There are no reliable estimates of the number of Bangladeshis living illegally in Delhi, a city to which millions have flocked in search of employment from elsewhere in India over recent decades.
Critics of Modi and Shah’s Bharatiya Janata Party (BJP) accuse the party of using the issue as a dog whistle against Muslims to galvanize its Hindu-nationalist support base during elections.
Delhi, a sprawling megacity home to more than 30 million people, has been governed for most of the past decade by charismatic chief minister Arvind Kejriwal and his Aam Aadmi Party (AAP).
Kejriwal rode to power as an anti-corruption crusader a decade ago and his profile has bestowed upon him the mantle of one of the chief rivals to Modi and Shah’s party.
His popularity has been burnished by extensive water and electricity subsidies for the capital’s millions of poorer residents.
But he spent several months behind bars last year on accusations his party took kickbacks in exchange for liquor licenses, along with several fellow party leaders.
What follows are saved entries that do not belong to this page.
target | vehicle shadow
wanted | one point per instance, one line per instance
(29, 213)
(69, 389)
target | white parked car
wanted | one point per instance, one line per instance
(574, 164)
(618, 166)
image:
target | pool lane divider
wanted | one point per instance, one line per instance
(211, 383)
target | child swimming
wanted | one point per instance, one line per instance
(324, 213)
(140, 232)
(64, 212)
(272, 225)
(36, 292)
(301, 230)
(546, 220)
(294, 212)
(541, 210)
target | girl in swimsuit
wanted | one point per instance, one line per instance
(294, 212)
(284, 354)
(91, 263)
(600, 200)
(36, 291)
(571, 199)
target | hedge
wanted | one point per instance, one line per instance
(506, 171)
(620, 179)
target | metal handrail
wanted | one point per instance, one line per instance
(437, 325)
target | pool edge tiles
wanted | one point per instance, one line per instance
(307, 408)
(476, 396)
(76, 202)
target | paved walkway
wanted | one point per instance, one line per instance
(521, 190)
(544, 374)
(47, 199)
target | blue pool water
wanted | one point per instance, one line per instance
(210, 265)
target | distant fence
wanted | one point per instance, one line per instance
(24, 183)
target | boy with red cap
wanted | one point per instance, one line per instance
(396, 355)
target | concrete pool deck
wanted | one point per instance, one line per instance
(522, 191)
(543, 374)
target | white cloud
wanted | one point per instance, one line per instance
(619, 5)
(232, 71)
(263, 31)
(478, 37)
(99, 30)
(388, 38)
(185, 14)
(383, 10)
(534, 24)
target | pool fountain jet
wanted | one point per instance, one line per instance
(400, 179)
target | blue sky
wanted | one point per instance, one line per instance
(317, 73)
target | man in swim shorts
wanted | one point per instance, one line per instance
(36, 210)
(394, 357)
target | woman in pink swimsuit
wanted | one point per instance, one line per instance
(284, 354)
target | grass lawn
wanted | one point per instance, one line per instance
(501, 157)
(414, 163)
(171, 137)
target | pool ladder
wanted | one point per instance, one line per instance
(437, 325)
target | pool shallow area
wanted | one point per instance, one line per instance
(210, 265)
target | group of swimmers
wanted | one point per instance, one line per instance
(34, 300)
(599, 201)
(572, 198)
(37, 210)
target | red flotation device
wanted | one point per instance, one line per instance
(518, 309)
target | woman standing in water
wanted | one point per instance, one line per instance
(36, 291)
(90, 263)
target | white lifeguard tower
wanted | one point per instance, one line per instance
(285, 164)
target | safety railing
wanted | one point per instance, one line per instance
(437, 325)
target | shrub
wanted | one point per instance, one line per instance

Kejriwal denies wrongdoing and characterised the charges as a political witch-hunt by Modi’s government, and despite resigning as chief minister last year vowed to return to the office if his party won re-election.
The BJP has led a spirited campaign in its efforts to dislodge Kejriwal’s party ahead of the February 5 vote.
Modi is expected to make a pilgrimage to the ongoing Kumbh Mela, the biggest festival on the Hindu calendar, to bathe in the sacred Ganges river on the day of the Delhi assembly vote.
Results of the election will be published on February 8.